Orkambi is manufactured by the US pharmaceutical company Vertex. It says it has ploughed $11.3bn into the research which developed it, and no one argues that it has recouped that investment yet. Nor is the research complete; Vertex is still spending heavily.
Up to this point, the arguments are difficult but familiar. Within its limited budget, how does the National Health Service put a value on the life of someone who is suffering terribly, and weigh that against the cost of treatment? How do drug companies make sufficient returns to do the next generation of high-risk research? But there are complicating factors.

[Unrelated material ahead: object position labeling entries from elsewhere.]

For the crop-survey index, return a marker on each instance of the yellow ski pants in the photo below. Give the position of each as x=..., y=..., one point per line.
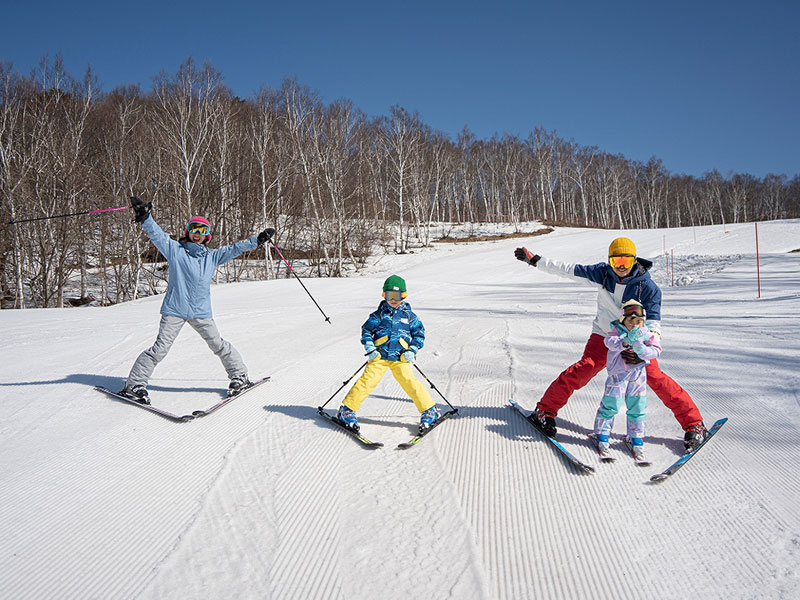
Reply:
x=372, y=375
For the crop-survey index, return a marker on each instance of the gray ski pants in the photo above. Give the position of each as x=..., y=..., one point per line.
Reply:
x=170, y=327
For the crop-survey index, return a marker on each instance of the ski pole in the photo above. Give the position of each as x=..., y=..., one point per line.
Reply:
x=86, y=212
x=327, y=318
x=435, y=388
x=319, y=408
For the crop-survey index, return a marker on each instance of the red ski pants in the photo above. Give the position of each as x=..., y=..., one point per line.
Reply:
x=593, y=361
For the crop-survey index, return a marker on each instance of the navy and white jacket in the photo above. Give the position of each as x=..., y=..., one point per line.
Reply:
x=612, y=292
x=393, y=330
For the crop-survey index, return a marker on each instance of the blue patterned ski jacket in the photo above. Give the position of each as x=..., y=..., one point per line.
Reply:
x=393, y=330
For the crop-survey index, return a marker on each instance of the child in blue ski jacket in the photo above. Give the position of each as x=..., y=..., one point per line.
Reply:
x=188, y=298
x=392, y=336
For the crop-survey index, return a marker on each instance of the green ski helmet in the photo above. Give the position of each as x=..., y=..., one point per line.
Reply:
x=395, y=283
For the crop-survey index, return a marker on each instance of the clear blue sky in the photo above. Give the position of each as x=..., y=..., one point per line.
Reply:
x=701, y=84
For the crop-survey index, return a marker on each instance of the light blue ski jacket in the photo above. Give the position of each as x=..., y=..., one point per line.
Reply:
x=191, y=267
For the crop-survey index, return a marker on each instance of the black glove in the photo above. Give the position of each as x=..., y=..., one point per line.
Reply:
x=141, y=209
x=630, y=357
x=527, y=256
x=265, y=236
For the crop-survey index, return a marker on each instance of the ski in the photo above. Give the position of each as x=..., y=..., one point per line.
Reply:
x=604, y=456
x=642, y=462
x=417, y=438
x=358, y=436
x=153, y=409
x=669, y=471
x=564, y=452
x=181, y=418
x=202, y=413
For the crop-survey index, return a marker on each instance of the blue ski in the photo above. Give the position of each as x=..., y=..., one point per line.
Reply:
x=416, y=439
x=669, y=471
x=564, y=452
x=355, y=434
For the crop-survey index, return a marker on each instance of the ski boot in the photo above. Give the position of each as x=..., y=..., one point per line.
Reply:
x=238, y=385
x=637, y=449
x=694, y=436
x=348, y=417
x=137, y=393
x=427, y=418
x=543, y=421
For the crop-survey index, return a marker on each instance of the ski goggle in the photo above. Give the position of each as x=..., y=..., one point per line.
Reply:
x=632, y=311
x=626, y=261
x=200, y=228
x=394, y=295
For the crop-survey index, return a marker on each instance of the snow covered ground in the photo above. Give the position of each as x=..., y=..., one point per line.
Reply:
x=264, y=499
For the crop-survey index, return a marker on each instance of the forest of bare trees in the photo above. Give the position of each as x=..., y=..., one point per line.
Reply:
x=336, y=184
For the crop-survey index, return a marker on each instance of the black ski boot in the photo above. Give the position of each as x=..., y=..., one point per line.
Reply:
x=544, y=421
x=137, y=393
x=694, y=436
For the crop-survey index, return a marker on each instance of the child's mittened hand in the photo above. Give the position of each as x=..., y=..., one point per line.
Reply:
x=410, y=354
x=370, y=352
x=637, y=334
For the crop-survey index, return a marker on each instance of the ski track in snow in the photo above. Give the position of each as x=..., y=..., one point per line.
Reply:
x=266, y=499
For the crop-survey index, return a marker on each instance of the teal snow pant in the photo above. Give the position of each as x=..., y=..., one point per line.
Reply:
x=167, y=332
x=629, y=388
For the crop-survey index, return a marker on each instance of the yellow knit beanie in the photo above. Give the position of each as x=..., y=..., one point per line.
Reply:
x=621, y=247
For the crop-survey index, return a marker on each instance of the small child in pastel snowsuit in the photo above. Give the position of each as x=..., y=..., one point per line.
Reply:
x=392, y=336
x=626, y=382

- At the moment, Vertex has a monopoly on effective treatments for cystic fibrosis and a window of five to ten years before competitor drugs come along. The company has massive pricing power. Health systems are understandably nervous.

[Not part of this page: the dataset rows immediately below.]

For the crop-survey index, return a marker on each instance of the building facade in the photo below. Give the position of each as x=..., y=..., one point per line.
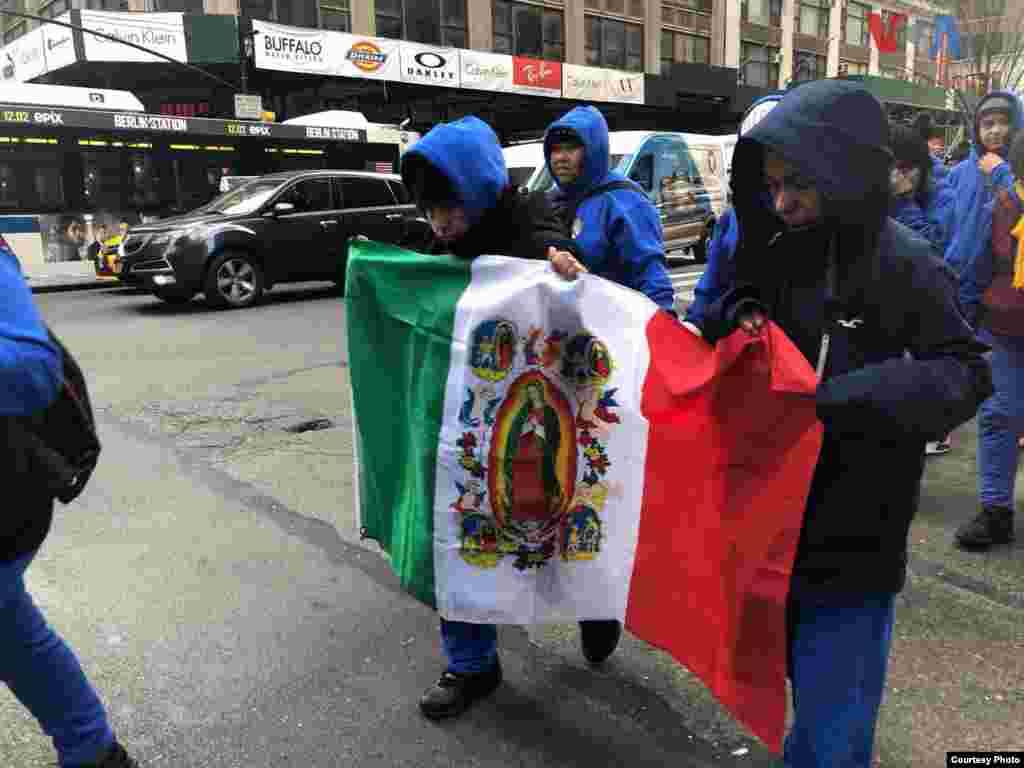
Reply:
x=715, y=55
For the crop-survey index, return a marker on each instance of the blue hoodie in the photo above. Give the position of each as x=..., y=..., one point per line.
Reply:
x=719, y=272
x=619, y=231
x=30, y=365
x=970, y=250
x=468, y=153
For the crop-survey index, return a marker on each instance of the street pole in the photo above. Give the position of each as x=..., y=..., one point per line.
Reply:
x=158, y=54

- The population of cystic fibrosis sufferers is relatively small; about 75,000 people worldwide. The risk is that each of them has to pay an extraordinary amount to finance Vertex’s investment.

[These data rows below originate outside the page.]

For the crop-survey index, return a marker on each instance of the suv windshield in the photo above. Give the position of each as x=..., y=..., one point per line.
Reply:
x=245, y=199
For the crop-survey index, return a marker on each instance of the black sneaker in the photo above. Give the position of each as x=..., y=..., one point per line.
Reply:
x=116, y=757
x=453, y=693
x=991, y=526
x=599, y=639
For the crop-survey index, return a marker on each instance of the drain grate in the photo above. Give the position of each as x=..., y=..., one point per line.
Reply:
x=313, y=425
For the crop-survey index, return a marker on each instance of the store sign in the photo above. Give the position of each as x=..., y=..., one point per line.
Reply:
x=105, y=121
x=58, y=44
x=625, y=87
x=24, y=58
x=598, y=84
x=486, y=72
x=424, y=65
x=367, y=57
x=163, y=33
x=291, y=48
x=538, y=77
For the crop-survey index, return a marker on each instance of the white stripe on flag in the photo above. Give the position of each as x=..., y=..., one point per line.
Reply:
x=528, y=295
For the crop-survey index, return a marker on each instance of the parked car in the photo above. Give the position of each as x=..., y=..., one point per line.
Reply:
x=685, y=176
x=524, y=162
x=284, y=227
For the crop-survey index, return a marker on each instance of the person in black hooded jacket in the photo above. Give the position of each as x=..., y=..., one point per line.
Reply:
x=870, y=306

The importance of the debate about Orkambi is that these conditions will come along more often. Advances in gene-based medicines will create more must-have drugs and give pharmaceutical companies, for a time, an unbeatable edge over their competitors; and designer drugs will become ever more closely targeted at small populations of people, not just those with rare diseases but with specific variants of more common diseases as well. This process already has a name; it is known as stratification.
The little we know about negotiations between Vertex and the NHS suggests that the NHS was willing to pay roughly a quarter of the price that Vertex was asking. The gulf is alarming because it, too, is likely to grow.
The United States distorts the global market, for good and ill. Any new drug which is deemed safe is made available at a price which its manufacturer sets (Vertex charges nearly twice as much for Orkambi in the US as it was asking in England). The profits underpin the next generation of research, and American health insurance subsidises the rest of the world.
At the same time, the price of a drug in the United States sets a benchmark that cannot be ignored and, increasingly, other countries cannot afford. The market is broken, and the world knows what to do when it sees a broken market in something as vital as healthcare: regulators have to step in. There are, broadly, three ways in which governments could powerfully intervene. One is competition: there have been a wave of mega-mergers in the pharmaceuticals industry in the past year, as healthcare businesses bulk up to make big bets on medical research in the hope of drugs that pay out. Governments can block or, at least, put real-world conditions on those deals. The second is market access: the NHS does not have the money of the US healthcare market, but it has scale and data that the pharmaceuticals industry depends on. And, third, there is regulation: the NHS can set market expectations on price.
In the absence of these interventions one thing is clear: the market is working better for pharmaceutical companies than for patients.